Little Red NewsterEver since television  engineers stitched together the first test pattern out of stolen horse blankets, lenslingers like me have been expected to ride side-saddle. Case in point: this extraordinary find by broadcast archivist Amanda Emily. That's Harry Truman in the upper right. Known for his two mile hikes before breakfast, here the ex-President pounds the San Diego pavement with cronies in tow. It must have been a celebrated troll, for why else would KOGO-TV plant their finest photog in a Radio Flyer? It had to be a bumpy ride - even with a suited cohort at the helm, er, handle... Ya know, this is the part of the post where I usually make fun of the shooter's wardrobe, heap scorn on the retro-tech or just generally disrespect the mission at hand. I was all about to go down that road when Amanda hepped me to the man in the wagon... 
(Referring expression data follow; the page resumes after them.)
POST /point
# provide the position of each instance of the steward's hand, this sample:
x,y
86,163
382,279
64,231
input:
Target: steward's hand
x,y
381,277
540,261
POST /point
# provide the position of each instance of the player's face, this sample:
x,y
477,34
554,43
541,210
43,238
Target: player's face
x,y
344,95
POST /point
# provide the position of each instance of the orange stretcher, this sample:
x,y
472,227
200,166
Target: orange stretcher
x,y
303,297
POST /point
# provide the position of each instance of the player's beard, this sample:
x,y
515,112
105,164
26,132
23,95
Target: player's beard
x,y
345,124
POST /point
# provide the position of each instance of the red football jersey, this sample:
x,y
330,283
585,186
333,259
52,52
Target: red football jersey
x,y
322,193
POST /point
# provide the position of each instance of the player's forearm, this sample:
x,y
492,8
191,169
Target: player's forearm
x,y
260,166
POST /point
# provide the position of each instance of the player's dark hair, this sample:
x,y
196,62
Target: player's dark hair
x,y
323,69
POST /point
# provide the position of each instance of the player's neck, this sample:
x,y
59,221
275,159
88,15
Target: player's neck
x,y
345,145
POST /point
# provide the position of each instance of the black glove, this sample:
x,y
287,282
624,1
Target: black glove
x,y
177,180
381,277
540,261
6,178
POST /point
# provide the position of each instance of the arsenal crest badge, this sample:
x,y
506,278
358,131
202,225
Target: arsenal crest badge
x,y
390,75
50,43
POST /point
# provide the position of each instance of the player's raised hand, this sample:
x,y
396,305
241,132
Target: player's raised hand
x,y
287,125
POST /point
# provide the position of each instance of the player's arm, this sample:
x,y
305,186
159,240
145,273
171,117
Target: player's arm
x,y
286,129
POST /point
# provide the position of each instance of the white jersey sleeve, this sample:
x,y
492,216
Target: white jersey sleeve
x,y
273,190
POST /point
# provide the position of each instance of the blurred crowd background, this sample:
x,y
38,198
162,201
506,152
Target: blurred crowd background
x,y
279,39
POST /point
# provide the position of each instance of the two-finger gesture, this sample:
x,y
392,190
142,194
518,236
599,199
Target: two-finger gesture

That's George Potter, a man who had lived several lifetimes before he ever plopped down in that child's toy. In World War II, he was a member of the famed 'Easy Company' - the group of soldiers immortalized in the book and mini-series Band of Brothers. Potter parachuted into Normandy, lost his rifle in mid-flight and landed on a rooftop. Later, he received the Bronze Star and at one point broke his leg. But when he heard E Company was about to jump into Holland, he removed his cast, fled the hospital rejoined his unit in time. George Potter survived the war, but he didn't come home completely intact. He didn't talk much about what he saw there, but he did once tell his sons about pulling the boots off a dead soldier to appease his own frostbitten feet. Surely, there were even darker moments overseas and while Potter was clearly tortured by many of them, he wasn't the kind to foist that on his family. Instead, he went to work - eventually landing as TV News photographer for KOGO-TV (now KGTV). What George Potter saw during (and after) the war could no doubt fill a book, but much of it has been lost in the dustbin of history. One thing is for sure: there's often more to that man behind the camera than you see at first glance.

But you knew that.

4 comments:

Porter Versfelt III said...

Excellent story! I love the Red Flyer Wagon innovation.

Amanda said...

Sadly, its easier to find the stories of the lives and times of newsreel photogs compared to early TV photogs.

Newsreelers were headliners even if they hated the attention from the public...TV photogs, well, they just drop in and then drop out of history.

Atlanta Media Guy said...

I know I would have ditched the hospital to go to Amsterdam!

Jennifer & Jason said...

I first just saw the camera guy, and couldn't understand the picture. then scrolled down, and it made me laugh, not at him, but with him.